The eurozone’s economy grew steadily in the three months after Britain’s shock vote in June to leave the European Union, but it was a mixed picture with German economic expansion not as good as expected as exports fell.
Gross domestic product (GDP) in the entire currency bloc expanded by 0.3 percent in the third quarter, on a par with April-June, the EU’s statistics office said on Tuesday, confirming an earlier flash estimate.
However US President-elect Donald Trump’s protectionist threats are leading to worries about the outlook for next year, particularly for exporters like Germany.
Europe’s largest economy eked out weaker-than-expected growth of 0.2 percent in the third quarter as foreign trade slowed.
ING Bank economist Carsten Brzeski said Germany’s domestic economy should be strong enough to ensure solid though perhaps waning GDP growth in the coming quarters.

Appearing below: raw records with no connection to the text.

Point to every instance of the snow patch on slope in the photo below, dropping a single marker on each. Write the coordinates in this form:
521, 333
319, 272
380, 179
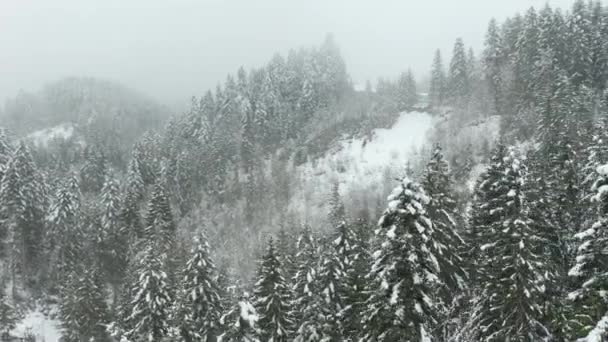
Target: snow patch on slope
365, 168
41, 138
43, 328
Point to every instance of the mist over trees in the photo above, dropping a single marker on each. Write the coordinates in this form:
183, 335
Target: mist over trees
138, 226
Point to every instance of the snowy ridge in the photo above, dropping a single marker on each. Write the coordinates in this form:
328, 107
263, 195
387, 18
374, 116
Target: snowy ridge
44, 136
361, 166
598, 333
42, 327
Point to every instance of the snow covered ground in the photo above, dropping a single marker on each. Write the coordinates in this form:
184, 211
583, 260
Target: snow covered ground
364, 169
44, 328
44, 136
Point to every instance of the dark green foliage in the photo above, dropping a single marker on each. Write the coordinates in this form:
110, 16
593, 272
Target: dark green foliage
404, 271
198, 299
83, 310
512, 281
272, 299
443, 211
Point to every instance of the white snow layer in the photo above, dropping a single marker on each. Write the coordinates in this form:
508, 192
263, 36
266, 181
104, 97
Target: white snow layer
363, 166
44, 136
44, 328
598, 333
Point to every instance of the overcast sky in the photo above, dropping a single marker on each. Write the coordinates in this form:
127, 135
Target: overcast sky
173, 49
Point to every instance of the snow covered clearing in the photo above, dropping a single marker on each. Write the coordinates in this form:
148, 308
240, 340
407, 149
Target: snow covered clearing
43, 328
44, 136
361, 166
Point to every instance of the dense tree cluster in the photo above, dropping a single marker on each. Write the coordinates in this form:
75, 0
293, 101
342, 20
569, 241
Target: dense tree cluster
522, 257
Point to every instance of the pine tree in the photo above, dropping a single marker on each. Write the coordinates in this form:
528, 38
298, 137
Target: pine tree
66, 236
241, 322
406, 91
579, 37
443, 211
401, 307
199, 302
5, 151
160, 226
272, 299
493, 59
458, 75
512, 283
112, 240
8, 317
83, 309
130, 211
149, 310
21, 213
438, 81
93, 171
589, 271
306, 315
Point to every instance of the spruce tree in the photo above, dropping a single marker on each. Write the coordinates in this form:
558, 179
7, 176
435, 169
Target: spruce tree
458, 75
493, 59
401, 307
240, 323
199, 302
130, 211
308, 323
112, 240
438, 81
22, 207
5, 151
148, 317
65, 236
272, 299
83, 309
589, 271
8, 316
443, 211
512, 283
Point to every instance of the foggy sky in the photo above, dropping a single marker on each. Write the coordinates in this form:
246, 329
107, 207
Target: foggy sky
173, 49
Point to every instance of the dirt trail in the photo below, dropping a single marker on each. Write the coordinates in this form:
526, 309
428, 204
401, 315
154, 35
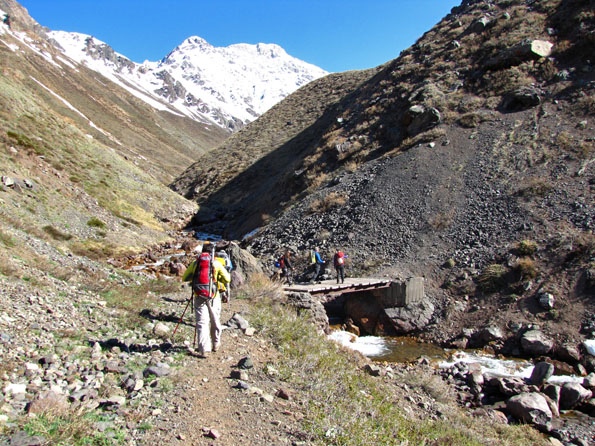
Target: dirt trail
206, 402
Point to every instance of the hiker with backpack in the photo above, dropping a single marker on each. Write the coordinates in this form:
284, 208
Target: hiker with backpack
205, 274
339, 264
318, 262
286, 265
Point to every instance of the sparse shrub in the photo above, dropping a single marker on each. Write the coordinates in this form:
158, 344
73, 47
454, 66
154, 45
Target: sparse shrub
492, 278
442, 220
56, 234
526, 268
470, 120
328, 202
535, 188
565, 141
6, 239
94, 222
450, 263
526, 247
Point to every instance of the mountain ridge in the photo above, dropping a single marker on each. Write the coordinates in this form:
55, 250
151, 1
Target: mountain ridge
229, 86
495, 124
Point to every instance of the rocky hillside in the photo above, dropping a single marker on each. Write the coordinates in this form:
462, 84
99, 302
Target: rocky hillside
467, 160
107, 113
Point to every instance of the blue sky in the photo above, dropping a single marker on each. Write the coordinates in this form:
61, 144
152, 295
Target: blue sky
332, 34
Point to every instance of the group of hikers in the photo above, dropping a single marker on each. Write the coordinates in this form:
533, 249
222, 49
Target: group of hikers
210, 277
316, 269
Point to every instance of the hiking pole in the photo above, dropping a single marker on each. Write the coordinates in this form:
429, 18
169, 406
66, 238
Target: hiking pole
182, 318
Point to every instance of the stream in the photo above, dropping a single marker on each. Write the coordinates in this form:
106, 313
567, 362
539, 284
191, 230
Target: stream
404, 349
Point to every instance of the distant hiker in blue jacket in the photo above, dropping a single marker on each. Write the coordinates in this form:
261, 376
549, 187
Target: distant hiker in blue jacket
317, 265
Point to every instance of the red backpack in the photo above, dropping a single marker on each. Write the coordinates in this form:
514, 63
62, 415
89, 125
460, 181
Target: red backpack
203, 284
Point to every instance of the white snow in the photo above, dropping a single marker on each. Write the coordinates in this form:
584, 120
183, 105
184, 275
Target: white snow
221, 84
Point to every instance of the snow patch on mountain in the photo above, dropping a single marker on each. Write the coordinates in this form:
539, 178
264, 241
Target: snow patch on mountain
229, 86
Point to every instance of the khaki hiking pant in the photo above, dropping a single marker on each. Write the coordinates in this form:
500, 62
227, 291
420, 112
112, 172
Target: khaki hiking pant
207, 313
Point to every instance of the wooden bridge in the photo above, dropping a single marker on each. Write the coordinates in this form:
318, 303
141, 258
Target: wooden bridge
391, 292
331, 286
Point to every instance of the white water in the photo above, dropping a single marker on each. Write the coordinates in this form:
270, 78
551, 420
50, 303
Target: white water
374, 347
370, 346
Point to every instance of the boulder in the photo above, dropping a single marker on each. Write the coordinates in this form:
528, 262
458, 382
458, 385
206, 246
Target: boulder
546, 300
572, 394
521, 99
419, 118
490, 334
541, 373
531, 408
307, 302
411, 318
525, 50
536, 343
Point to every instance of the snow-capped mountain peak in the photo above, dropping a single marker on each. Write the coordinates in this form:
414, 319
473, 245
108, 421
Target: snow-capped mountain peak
230, 86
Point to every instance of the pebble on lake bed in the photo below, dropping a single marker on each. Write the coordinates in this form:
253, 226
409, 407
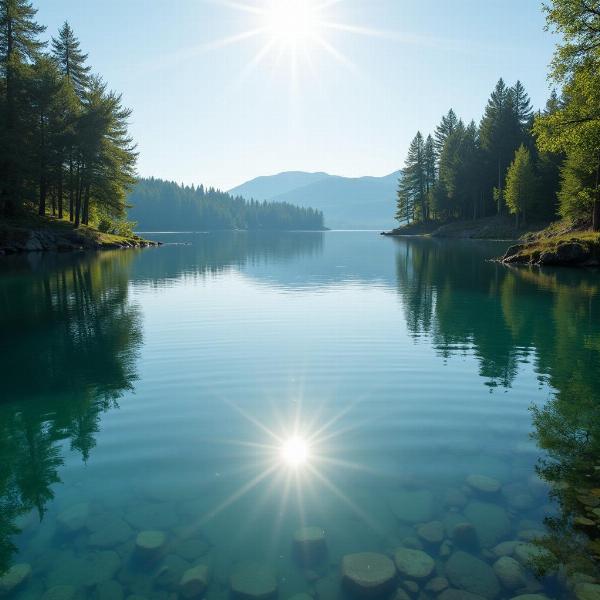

“However, if Germany’s single most important trading partner, the United States, really moves towards more protectionism, this would definitely leave its mark on German growth,” he said.
In addition, uncertainty about the length and outcome of Brexit negotiations between London and Brussels is also expected to limit the eurozone’s medium-term growth prospects.
Italy boosted by domestic demand
Elsewhere in the eurozone, Italy’s economy surprised between July and September. It rebounded a bit thanks to improved domestic demand which will be welcome news for Prime Minister Matteo Renzi.
Industry and services activity expanded, while agriculture contracted, but growth still remains sluggish in the eurozone’s third largest economy. It was up 0.3 percent from the previous three months and 0.9 percent year-on-year.
Some of the region’s best numbers came from Portugal where growth accelerated sharply in the third quarter thanks to higher exports.
The economy expanding by 0.8 percent from the preceding three-month period and 1.6 percent compared to the same period of 2015.
Exports were the main driver of growth but the statistics office said domestic demand also rose compared with a year ago.